Rosso aggiunge che il suo intento è quello di “modernizzare”, mantenendo isolato il life-style della maison, che deve vivere di vita totalmente incontaminata.
E’ riuscito quindi a mantenere invariati i valori della maison Margiela, ma chiaramente essi sono interpretati in una chiave diversa, che più si addice al personaggio John Galliano.
Premetto che non conoscevo la storia del brand ma leggendo questo metalogo posso dire che il percorso di Margiela mi è sembrato sin dal collettivo identitario, proponendo delle forme tipiche che trovano rimescolii costanti nella contemporaneità.
Qui rimane il problema della comunicazione e cioè quanto pesa in un gruppo di persone nell’ambito della moda, il proprio compito.
Credo che sia giusto riconoscere e non confinare un’espressione; quindi anche un brand sa modificarsi, ma la vera sfida è che mantenga un simbolo, o una costante che ne determini uno stile, che poi verrà pure aggettivato o commentato. Ne risulta che il problema è mantenersi sul mercato senza perdere se stessi.
Quindi le scelte fatte in argomento del metalogo le trovo coerenti e il marchio in sè per sè vuole in qualche modo continuare ad offrirsi in maniera sfaccettata.
Il metalogo fa molto riflettere sulle figure contrastanti dello stilista e del manager, entrambe necessarie ad un band che vuole arrivare al successo. Ritengo che la collaborazione tra queste due figure sia d’obbligo. Nel caso della Maison Martin Margiela penso che la scelta di Renzo Rosso sia stata indubbiamente molto azzardata. Tra l’opinione della “romantica creativa” Minnie e quella “dell’apprendista manager” Sophia mi trovo più vicino al pensiero di quest’ultima e in particolare ad uno dei concetti da lei espressi: “Dobbiamo finirla col considerare i grandi creativi come se fossero degli artisti ai quali tutto è permesso. Sono persone di talento al servizio del brand. Senza le narrazioni orchestrate dai manager, i creativi non sono nulla.” Penso che nessuno debba reprime la creatività di uno stilita, le sue idee e le sue linee guida, ma allo stesso tempo penso sia importante per un brand che il designer si rifaccia ai valori della maison e li rappresenti al meglio, inserendo ovviamente quel tocco che deriva dalla propria personalità ed esperienza. Nel caso di Galliano, penso che lo stilista abbia dato alla Maison un volto nuovo, reinterpretando i valori del brand secondo la propria personalità, anche se in parte distaccandosene. Penso però che questo sia inevitabile, poiché ogni valore è interpretato dalla singola persone in modo diverso, secondo una propria chiave di lettura.
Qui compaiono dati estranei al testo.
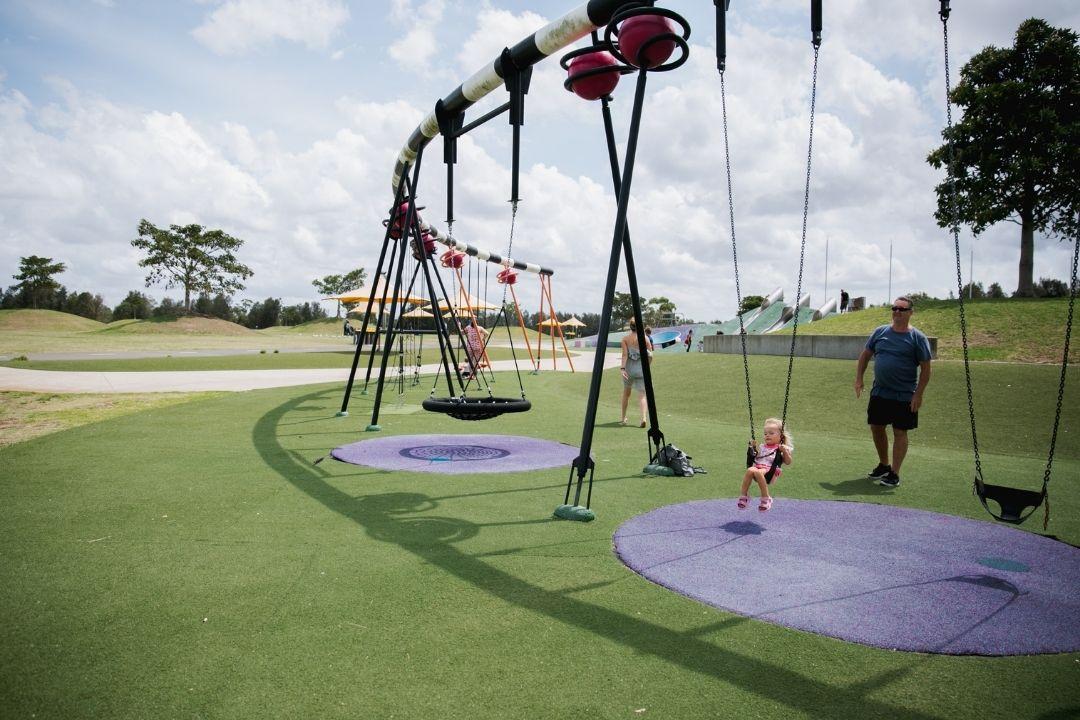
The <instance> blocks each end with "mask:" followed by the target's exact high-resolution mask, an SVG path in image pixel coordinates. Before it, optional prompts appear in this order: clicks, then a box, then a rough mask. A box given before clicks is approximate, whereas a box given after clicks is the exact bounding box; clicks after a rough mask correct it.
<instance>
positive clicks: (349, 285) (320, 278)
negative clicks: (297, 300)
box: [311, 268, 367, 317]
mask: <svg viewBox="0 0 1080 720" xmlns="http://www.w3.org/2000/svg"><path fill="white" fill-rule="evenodd" d="M365 280H367V271H366V270H364V269H363V268H356V269H355V270H353V271H352V272H347V273H345V274H343V275H326V276H325V277H320V279H319V280H313V281H311V284H312V285H313V286H314V287H315V289H316V290H318V291H319V294H320V295H323V296H327V297H328V296H334V295H341V294H342V293H348V291H349V290H353V289H356V288H357V287H362V286H363V285H364V281H365ZM334 316H335V317H340V316H341V302H340V301H338V303H337V308H336V310H335V311H334Z"/></svg>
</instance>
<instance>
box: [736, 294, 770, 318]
mask: <svg viewBox="0 0 1080 720" xmlns="http://www.w3.org/2000/svg"><path fill="white" fill-rule="evenodd" d="M762 302H765V296H761V295H746V296H743V303H742V307H741V308H739V314H740V315H741V314H742V313H744V312H748V311H751V310H754V309H755V308H760V307H761V303H762Z"/></svg>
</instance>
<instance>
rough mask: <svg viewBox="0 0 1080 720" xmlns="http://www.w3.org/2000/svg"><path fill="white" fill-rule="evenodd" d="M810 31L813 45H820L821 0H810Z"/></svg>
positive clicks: (820, 26)
mask: <svg viewBox="0 0 1080 720" xmlns="http://www.w3.org/2000/svg"><path fill="white" fill-rule="evenodd" d="M810 32H812V33H813V46H814V47H821V0H810Z"/></svg>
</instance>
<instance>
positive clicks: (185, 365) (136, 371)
mask: <svg viewBox="0 0 1080 720" xmlns="http://www.w3.org/2000/svg"><path fill="white" fill-rule="evenodd" d="M515 351H516V356H517V362H518V364H519V366H521V368H522V369H523V370H529V369H531V365H529V357H528V354H527V353H526V352H525V350H524V349H523V348H515ZM367 355H368V353H367V351H366V350H365V351H364V354H363V355H361V361H360V367H361V368H366V367H367ZM487 355H488V358H490V359H491V362H496V361H503V359H513V358H514V355H515V352H512V351H511V349H510V348H488V349H487ZM352 358H353V351H351V350H340V351H334V352H318V353H293V352H289V353H275V352H273V351H272V350H271V351H267V352H264V353H246V354H242V355H183V356H168V357H125V358H99V359H63V361H9V362H2V363H0V366H6V367H17V368H24V369H27V370H63V371H76V372H162V371H177V370H293V369H310V368H336V367H351V366H352ZM380 358H381V355H377V356H376V358H375V367H376V368H378V364H379V362H380ZM458 359H459V362H462V363H463V362H464V357H463V355H459V357H458ZM411 362H415V358H411V359H410V358H409V356H406V358H405V368H406V370H411V369H413V368H415V367H416V366H415V365H413V364H410V363H411ZM421 362H422V363H423V364H426V365H434V364H436V363H438V362H441V361H440V355H438V348H437V347H434V345H431V347H427V348H424V349H423V351H422V355H421ZM390 367H391V368H396V367H397V355H396V354H393V355H391V357H390Z"/></svg>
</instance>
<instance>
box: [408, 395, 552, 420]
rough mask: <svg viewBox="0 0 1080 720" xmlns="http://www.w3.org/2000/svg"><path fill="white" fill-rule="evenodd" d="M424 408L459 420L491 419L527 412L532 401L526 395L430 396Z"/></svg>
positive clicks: (426, 399)
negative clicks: (442, 396)
mask: <svg viewBox="0 0 1080 720" xmlns="http://www.w3.org/2000/svg"><path fill="white" fill-rule="evenodd" d="M422 406H423V409H424V410H429V411H431V412H442V413H443V415H447V416H449V417H451V418H455V419H457V420H490V419H492V418H498V417H499V416H501V415H505V413H508V412H525V411H527V410H529V409H530V408H531V407H532V403H530V402H529V400H527V399H525V398H524V397H494V396H490V395H489V396H488V397H465V396H460V397H429V398H428V399H426V400H423V403H422Z"/></svg>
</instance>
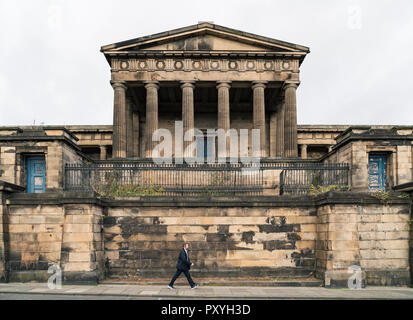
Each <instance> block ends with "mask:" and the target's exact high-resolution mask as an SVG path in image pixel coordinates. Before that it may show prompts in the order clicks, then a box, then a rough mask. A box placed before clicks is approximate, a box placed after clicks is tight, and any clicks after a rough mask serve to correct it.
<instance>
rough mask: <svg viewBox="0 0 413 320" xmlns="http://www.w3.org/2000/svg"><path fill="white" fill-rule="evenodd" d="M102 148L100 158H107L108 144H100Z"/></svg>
mask: <svg viewBox="0 0 413 320" xmlns="http://www.w3.org/2000/svg"><path fill="white" fill-rule="evenodd" d="M99 148H100V160H106V159H107V147H106V146H99Z"/></svg>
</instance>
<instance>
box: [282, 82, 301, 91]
mask: <svg viewBox="0 0 413 320" xmlns="http://www.w3.org/2000/svg"><path fill="white" fill-rule="evenodd" d="M298 85H299V83H295V82H287V83H285V84H284V87H283V89H284V90H287V89H288V88H294V89H297V88H298Z"/></svg>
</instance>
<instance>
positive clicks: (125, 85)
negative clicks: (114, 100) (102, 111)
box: [110, 81, 128, 90]
mask: <svg viewBox="0 0 413 320" xmlns="http://www.w3.org/2000/svg"><path fill="white" fill-rule="evenodd" d="M110 84H111V85H112V88H113V89H116V88H122V89H124V90H127V89H128V87H127V86H126V82H125V81H111V82H110Z"/></svg>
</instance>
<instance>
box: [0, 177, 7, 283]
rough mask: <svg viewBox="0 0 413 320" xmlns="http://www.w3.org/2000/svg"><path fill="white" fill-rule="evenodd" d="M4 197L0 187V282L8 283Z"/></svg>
mask: <svg viewBox="0 0 413 320" xmlns="http://www.w3.org/2000/svg"><path fill="white" fill-rule="evenodd" d="M5 218H6V195H5V193H4V192H3V190H2V186H1V185H0V282H7V281H8V274H7V243H6V237H7V232H6V230H4V229H5V228H4V227H5V226H6V225H7V224H6V221H5Z"/></svg>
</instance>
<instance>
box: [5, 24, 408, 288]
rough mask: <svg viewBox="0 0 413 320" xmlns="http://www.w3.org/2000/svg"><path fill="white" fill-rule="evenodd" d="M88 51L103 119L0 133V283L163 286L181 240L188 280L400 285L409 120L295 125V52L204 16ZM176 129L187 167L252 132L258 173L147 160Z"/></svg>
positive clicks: (254, 170) (8, 131)
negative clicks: (192, 268)
mask: <svg viewBox="0 0 413 320" xmlns="http://www.w3.org/2000/svg"><path fill="white" fill-rule="evenodd" d="M101 51H102V52H103V54H104V55H105V57H106V59H107V61H108V63H109V65H110V72H111V84H112V87H113V92H114V110H113V111H114V113H113V114H114V117H113V126H112V125H109V126H65V127H64V126H16V127H0V281H28V280H39V281H46V280H47V278H48V277H49V276H50V275H49V274H48V273H47V270H48V268H49V267H50V266H55V267H56V266H58V267H60V268H61V270H62V272H63V278H64V281H65V282H76V283H79V282H83V283H96V282H98V281H100V280H102V279H105V278H111V279H119V278H120V279H125V278H128V279H131V278H136V279H138V280H137V281H139V279H142V278H169V277H170V275H171V274H172V272H173V271H174V268H175V264H176V262H175V260H176V252H177V250H178V249H179V248H180V247H181V246H182V242H183V241H185V242H191V245H192V249H193V252H192V253H191V257H192V258H191V259H192V260H194V261H195V263H196V266H195V268H194V269H193V275H194V276H195V277H200V278H201V277H204V278H207V279H208V278H211V277H223V278H225V279H231V277H244V278H245V279H246V281H247V280H248V279H249V278H251V277H254V278H262V279H263V280H265V281H267V282H269V283H270V282H272V281H274V280H275V279H278V278H294V279H296V281H301V280H303V279H305V280H306V282H305V283H306V285H308V284H309V283H310V284H311V285H316V286H319V285H321V284H323V285H325V286H326V287H333V286H338V287H343V286H344V287H346V286H347V284H348V279H349V277H350V276H354V274H353V271H351V270H354V268H355V266H356V268H359V269H360V271H361V273H360V276H361V278H362V281H363V283H364V284H366V285H410V284H411V279H412V278H413V275H412V271H411V270H412V266H413V259H412V256H413V255H412V243H413V236H412V235H413V232H412V225H413V224H412V223H411V221H412V217H411V207H412V200H411V196H409V193H410V194H411V192H412V189H413V183H412V181H413V165H412V159H413V148H412V144H413V126H375V125H368V126H352V125H348V126H337V125H297V111H298V112H299V110H300V105H299V104H298V105H297V102H296V90H297V88H298V86H299V84H300V78H299V68H300V65H301V63H302V62H303V60H304V58H305V57H306V55H307V54H308V53H309V48H307V47H304V46H301V45H296V44H292V43H287V42H284V41H279V40H275V39H269V38H266V37H262V36H258V35H253V34H250V33H246V32H241V31H238V30H233V29H229V28H226V27H221V26H218V25H214V24H211V23H199V24H197V25H194V26H189V27H185V28H181V29H176V30H171V31H167V32H163V33H159V34H155V35H151V36H146V37H141V38H137V39H132V40H128V41H123V42H118V43H115V44H111V45H107V46H103V47H102V48H101ZM303 85H305V84H303ZM176 121H182V123H183V131H186V130H189V129H192V128H197V129H199V130H200V131H198V132H197V133H196V135H195V141H194V142H195V146H196V148H195V153H194V154H192V156H196V157H197V158H201V159H202V158H204V159H205V158H208V157H217V156H218V157H222V156H228V154H224V155H222V154H220V153H219V152H218V151H219V149H217V141H216V140H217V136H216V133H214V132H212V133H211V129H213V130H212V131H214V130H216V129H224V130H228V129H235V130H236V132H237V133H238V134H239V135H241V129H248V130H252V129H257V130H259V132H260V149H259V153H260V155H261V159H260V161H261V162H260V165H261V166H260V167H259V168H258V169H257V170H251V171H248V170H247V171H242V170H243V169H245V168H244V166H243V164H240V163H229V162H228V161H225V162H224V163H222V164H213V165H211V164H208V163H206V164H205V163H203V164H195V165H192V164H191V165H186V164H179V163H176V162H175V163H173V164H170V165H169V164H168V165H159V164H157V163H155V162H154V161H153V159H152V156H153V154H152V151H153V148H154V145H155V144H156V143H157V142H156V141H155V142H154V141H153V139H152V136H153V133H154V132H155V131H156V130H157V129H160V128H164V129H168V130H169V131H170V132H171V133H172V134H173V136H174V137H173V139H172V141H171V144H173V145H174V148H173V150H174V153H173V157H175V160H176V159H177V158H179V156H180V154H179V152H177V153H175V151H176V144H175V141H177V139H178V138H179V137H180V135H181V133H180V132H177V131H176V126H175V122H176ZM188 143H191V141H186V144H185V146H187V145H188ZM240 147H241V146H240ZM243 147H248V148H247V149H248V155H252V153H253V150H252V149H253V144H252V143H251V140H249V142H248V145H244V146H243ZM240 150H241V148H240ZM226 151H228V150H226ZM396 191H397V192H396ZM350 267H351V268H350ZM349 268H350V269H349ZM300 279H301V280H300ZM309 279H310V280H311V281H310V282H308V280H309ZM295 285H296V283H295Z"/></svg>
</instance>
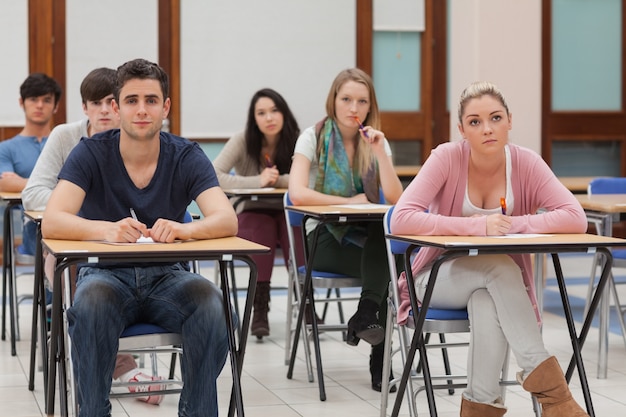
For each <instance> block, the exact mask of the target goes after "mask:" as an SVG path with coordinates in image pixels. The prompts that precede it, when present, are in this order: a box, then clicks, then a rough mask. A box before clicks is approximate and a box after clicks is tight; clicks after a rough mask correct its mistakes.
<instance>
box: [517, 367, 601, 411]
mask: <svg viewBox="0 0 626 417" xmlns="http://www.w3.org/2000/svg"><path fill="white" fill-rule="evenodd" d="M522 388H524V389H525V390H526V391H529V392H530V393H532V394H533V395H534V396H535V397H537V400H538V401H539V402H540V403H541V408H542V410H543V411H542V413H541V415H542V417H589V414H587V413H586V412H585V410H583V409H582V408H581V407H580V406H579V405H578V404H577V403H576V401H574V398H572V393H571V392H570V391H569V388H568V387H567V381H565V377H564V376H563V371H562V370H561V367H560V366H559V362H558V361H557V360H556V358H555V357H554V356H551V357H549V358H548V359H546V360H545V361H543V362H542V363H541V364H540V365H539V366H537V367H536V368H535V369H534V370H533V371H532V372H531V373H530V374H528V376H527V377H526V378H525V379H524V381H523V383H522Z"/></svg>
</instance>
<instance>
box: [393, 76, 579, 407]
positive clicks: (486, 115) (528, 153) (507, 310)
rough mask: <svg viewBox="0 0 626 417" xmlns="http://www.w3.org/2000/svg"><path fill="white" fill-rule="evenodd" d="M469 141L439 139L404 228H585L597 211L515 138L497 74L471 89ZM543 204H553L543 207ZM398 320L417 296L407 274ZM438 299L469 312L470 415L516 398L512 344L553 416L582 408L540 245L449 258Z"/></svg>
mask: <svg viewBox="0 0 626 417" xmlns="http://www.w3.org/2000/svg"><path fill="white" fill-rule="evenodd" d="M458 117H459V124H458V127H459V131H460V133H461V136H462V137H463V140H462V141H458V142H450V143H445V144H442V145H439V146H438V147H437V148H436V149H435V150H433V152H432V154H431V156H430V157H429V158H428V159H427V160H426V162H425V163H424V165H423V166H422V168H421V170H420V172H419V174H418V175H417V177H416V178H415V179H414V180H413V182H412V183H411V184H410V185H409V186H408V188H407V189H406V190H405V192H404V193H403V194H402V197H400V200H399V201H398V204H397V206H396V209H395V212H394V215H393V218H392V220H391V228H392V230H393V232H394V233H396V234H411V235H472V236H501V235H504V234H507V233H584V232H585V231H586V230H587V219H586V217H585V213H584V212H583V209H582V207H581V206H580V204H579V203H578V201H577V200H576V199H575V198H574V196H573V195H572V194H571V193H570V192H569V191H568V190H567V189H566V188H565V187H564V186H563V184H561V182H560V181H559V180H558V179H557V178H556V177H555V176H554V174H553V173H552V171H551V170H550V167H548V165H547V164H546V163H545V162H544V161H543V159H541V157H540V156H539V155H537V154H536V153H534V152H532V151H530V150H528V149H525V148H522V147H519V146H516V145H513V144H511V143H509V130H511V127H512V118H511V114H510V113H509V109H508V107H507V104H506V102H505V100H504V97H503V96H502V93H501V92H500V90H499V89H498V88H497V87H496V86H494V85H492V84H490V83H487V82H476V83H473V84H471V85H470V86H469V87H468V88H467V89H465V91H464V92H463V93H462V94H461V99H460V103H459V113H458ZM540 208H543V209H545V212H542V213H541V214H537V210H538V209H540ZM439 253H440V251H439V250H437V249H434V248H423V249H421V250H420V251H419V253H418V254H417V256H416V258H415V260H414V261H413V266H412V270H413V273H414V276H415V285H416V292H417V294H418V297H419V298H420V299H421V298H422V297H423V295H424V291H425V288H426V285H427V283H428V277H429V274H430V267H431V265H432V263H433V261H434V260H435V258H436V257H437V256H438V254H439ZM399 287H400V291H401V292H402V293H403V295H404V296H403V301H402V303H401V306H400V309H399V314H398V321H400V322H406V320H407V319H408V312H409V310H410V308H411V303H410V300H409V297H408V290H407V287H406V279H405V278H404V275H403V276H402V277H401V279H400V283H399ZM430 305H431V306H432V307H435V308H436V307H440V308H448V309H462V308H465V307H467V310H468V313H469V320H470V327H471V337H470V350H469V357H468V363H467V373H468V385H467V389H466V390H465V392H464V393H463V398H462V402H461V416H462V417H498V416H502V415H504V413H505V412H506V408H505V406H504V404H503V401H502V398H501V397H500V393H501V391H500V386H499V377H500V372H501V370H502V365H503V362H504V359H505V357H506V353H507V349H508V348H509V346H510V348H511V350H512V351H513V355H514V356H515V358H516V360H517V363H518V365H519V366H520V367H521V368H522V371H521V372H519V373H518V380H519V381H520V383H521V384H522V387H523V388H524V389H525V390H527V391H529V392H531V393H532V394H533V395H535V396H536V397H537V399H538V400H539V402H540V403H541V404H542V408H543V413H542V415H543V416H544V417H582V416H587V413H586V412H585V411H583V410H582V408H580V406H579V405H578V404H577V403H576V402H575V401H574V399H573V398H572V395H571V393H570V391H569V389H568V386H567V382H566V380H565V378H564V376H563V372H562V370H561V368H560V366H559V364H558V362H557V360H556V358H555V357H554V356H550V355H549V353H548V352H547V351H546V349H545V347H544V344H543V340H542V338H541V333H540V330H539V323H538V321H540V312H539V311H538V308H537V302H536V299H535V289H534V282H533V278H532V267H531V261H530V255H528V254H526V255H510V256H509V255H479V256H470V257H461V258H457V259H453V260H450V261H448V262H445V263H444V264H443V265H442V266H441V268H440V269H439V273H438V277H437V283H436V285H435V287H434V292H433V294H432V298H431V304H430Z"/></svg>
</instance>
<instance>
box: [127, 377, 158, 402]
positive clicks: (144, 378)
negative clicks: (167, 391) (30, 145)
mask: <svg viewBox="0 0 626 417" xmlns="http://www.w3.org/2000/svg"><path fill="white" fill-rule="evenodd" d="M162 379H163V378H161V377H160V376H150V375H146V374H144V373H143V372H138V373H137V374H136V375H135V376H133V377H132V378H130V379H129V380H128V382H141V381H160V380H162ZM166 388H167V387H166V385H165V384H155V385H135V386H130V387H128V391H130V392H146V393H149V392H150V391H159V390H163V389H166ZM136 398H137V399H138V400H139V401H144V402H147V403H148V404H154V405H158V404H160V403H161V401H163V395H147V396H145V397H143V396H142V397H136Z"/></svg>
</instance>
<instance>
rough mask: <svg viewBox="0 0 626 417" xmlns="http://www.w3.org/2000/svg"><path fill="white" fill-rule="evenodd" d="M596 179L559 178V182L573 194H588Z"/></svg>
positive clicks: (565, 177)
mask: <svg viewBox="0 0 626 417" xmlns="http://www.w3.org/2000/svg"><path fill="white" fill-rule="evenodd" d="M594 178H597V177H559V181H561V184H563V185H564V186H565V187H566V188H567V189H568V190H570V191H571V192H573V193H586V192H587V188H588V187H589V183H590V182H591V181H592V180H593V179H594Z"/></svg>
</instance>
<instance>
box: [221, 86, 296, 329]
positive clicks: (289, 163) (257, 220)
mask: <svg viewBox="0 0 626 417" xmlns="http://www.w3.org/2000/svg"><path fill="white" fill-rule="evenodd" d="M299 134H300V129H299V128H298V123H297V122H296V119H295V117H294V116H293V114H292V112H291V110H290V109H289V106H288V105H287V102H286V101H285V99H284V98H283V97H282V96H281V95H280V94H279V93H277V92H276V91H274V90H272V89H269V88H265V89H262V90H259V91H257V92H256V93H255V94H254V95H253V96H252V100H251V101H250V107H249V110H248V118H247V122H246V129H245V131H243V132H240V133H237V134H235V135H234V136H233V137H231V138H230V139H229V140H228V142H226V144H225V145H224V148H223V149H222V151H221V152H220V154H219V155H218V156H217V158H216V159H215V161H213V166H214V167H215V171H216V172H217V176H218V179H219V182H220V186H221V187H222V188H225V189H233V188H264V187H275V188H287V186H288V184H289V170H290V169H291V157H292V155H293V149H294V146H295V143H296V139H297V138H298V135H299ZM233 170H234V172H231V171H233ZM237 212H238V214H237V216H238V218H239V232H238V234H237V235H238V236H239V237H242V238H244V239H248V240H251V241H254V242H257V243H259V244H261V245H264V246H267V247H269V248H270V249H271V251H270V253H269V254H266V255H256V256H253V257H252V258H253V259H254V261H255V262H256V265H257V268H258V281H257V288H256V294H255V296H254V315H253V318H252V324H251V326H250V332H251V334H252V335H254V336H256V337H257V338H259V339H261V338H263V336H269V334H270V328H269V322H268V319H267V313H268V311H269V301H270V280H271V277H272V269H273V266H274V253H275V251H276V247H277V246H278V245H280V248H281V249H282V252H283V256H284V257H285V265H288V264H289V263H288V262H289V260H288V257H289V241H288V238H287V228H286V223H285V216H284V212H283V204H282V200H279V199H276V200H273V199H267V200H263V201H250V200H246V201H243V202H241V203H240V204H238V205H237Z"/></svg>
Trovo il metalogo molto interessante, soprattutto il dibattito tra Minnie e Sophia.
Fa molto riflettere l’idea di Johnny Scorreggia sul fatto che si investono troppi soldi nel marketing per potersi permettere di lasciar morire un brand e quanto il marketing stia distruggendo il mondo della moda.
Ritengo il marketing essenziale invece per questo mondo, sia per quanto riguarda la pubblicità, sia per la conoscenza di un marchio.
Credo che senza fare marketing, il grande mondo della moda non potrebbe neanche esistere.
Non c’è dubbio che Renzo Rosso e John Galliano siano due persone differente e questo comporta idee diverse. Il primo ha comunicato al suo successore come mantenere alti i valori della maison Margiela; Galliano ha reinterpretato a suo modo le informazioni ricevute. Nonostante sia stato un azzardo ha avuto un esito a dir poco straordinario. Per il pubblico è stata un’esplosione di stile. Ottimo modo per far parlare di sé e del brand!